A new report is warning property investors to take climate change into consideration and start preparing for the effects it will have on real estate values.
The Report
The Urban Land Institute partnered up with the real estate investment management firm, Heitman, and released a report which looks at the future effects of climate change on real estate values and what investors can do to mitigate risks. The report emphasizes the importance of taking climate change into consideration when analyzing different investment locations and opportunities. While there has been a lot of talk recently about how climate change may affect properties, many real estate investors still neglect to factor these risks into their decision making.
According to the report:
“This process will be painful for investors who are caught off guard, but those who are prepared have the potential to outperform.”
The report concludes that high-risk properties will see a drop in real estate values and therefore, pricing as investors begin to pour investments into locations and assets of lower risk.
If you take a look at historic damage to US real estate from certain events like wildfires, hurricanes, and floods (which many attribute to climate change), you can see where the concern comes from for the future of the industry. For example, in 2017, the damage to property from extreme storms hit record highs. Natural disasters across the US cost billions of dollars in damage to property (both commercial and residential) when they occur.

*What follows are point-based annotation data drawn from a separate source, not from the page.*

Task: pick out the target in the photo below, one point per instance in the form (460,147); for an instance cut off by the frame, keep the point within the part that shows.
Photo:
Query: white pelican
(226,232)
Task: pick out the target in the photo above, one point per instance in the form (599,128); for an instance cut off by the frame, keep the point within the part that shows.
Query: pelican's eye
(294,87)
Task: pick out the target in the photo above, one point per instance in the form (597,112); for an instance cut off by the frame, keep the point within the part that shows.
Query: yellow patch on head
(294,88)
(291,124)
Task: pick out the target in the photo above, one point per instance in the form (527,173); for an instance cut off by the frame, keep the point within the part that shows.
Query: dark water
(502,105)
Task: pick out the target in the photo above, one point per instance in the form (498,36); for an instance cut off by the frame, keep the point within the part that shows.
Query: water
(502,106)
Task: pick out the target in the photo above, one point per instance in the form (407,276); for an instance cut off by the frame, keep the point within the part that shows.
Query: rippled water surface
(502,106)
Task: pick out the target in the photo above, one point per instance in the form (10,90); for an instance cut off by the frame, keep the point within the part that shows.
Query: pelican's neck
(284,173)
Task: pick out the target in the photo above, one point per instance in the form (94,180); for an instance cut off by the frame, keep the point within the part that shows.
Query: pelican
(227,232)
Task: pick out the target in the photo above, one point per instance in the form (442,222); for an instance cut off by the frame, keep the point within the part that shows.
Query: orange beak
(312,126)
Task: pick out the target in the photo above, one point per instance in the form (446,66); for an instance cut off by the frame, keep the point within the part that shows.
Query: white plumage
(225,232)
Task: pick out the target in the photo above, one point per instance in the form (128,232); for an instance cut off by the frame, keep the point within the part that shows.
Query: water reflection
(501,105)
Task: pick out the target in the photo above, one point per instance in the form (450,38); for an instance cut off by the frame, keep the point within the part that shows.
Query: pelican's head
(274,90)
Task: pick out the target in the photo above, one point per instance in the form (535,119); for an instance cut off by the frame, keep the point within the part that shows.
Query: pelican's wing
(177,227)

It’s not only these natural disasters that are a concern. Rising sea-levels and heat stress can also become an issue and effect not only real estate values of individual properties, but entire cities.
According to Edward Walter, the CEO of the Urban Land Institute:
“Building for resilience, on a portfolio, property and citywide basis, is paramount to staying competitive. Factoring in climate risk is becoming the new normal for our industry.”
What Can Real Estate Investors Do?
The report outlines a few ways in which real estate investors can take steps now to protect the future of their investments from climate change. Some of these strategies include:
- Including climate risk into due diligence for real estate investments
- Taking into consideration physical risks for your portfolio and any future investment property you plan to purchase
- Diversifying your portfolio to minimize these specific risks
- Investing in physical adaptations for mitigation for assets whose real estate values are already at risk
Besides these strategies, the report also encourages investors to support studies of this kind and bring awareness to the effects of climate change, not only on real estate values but on property in general. You can do this by reaching out to local policymakers and discussing the implementation of wide-spread mitigation strategies if your assets are in an at-risk area.
Whatever your opinion may be on climate change, if you are a real estate investor, take the time to understand the risks your investment properties may be exposed to and do what you can to mitigate them to protect your assets.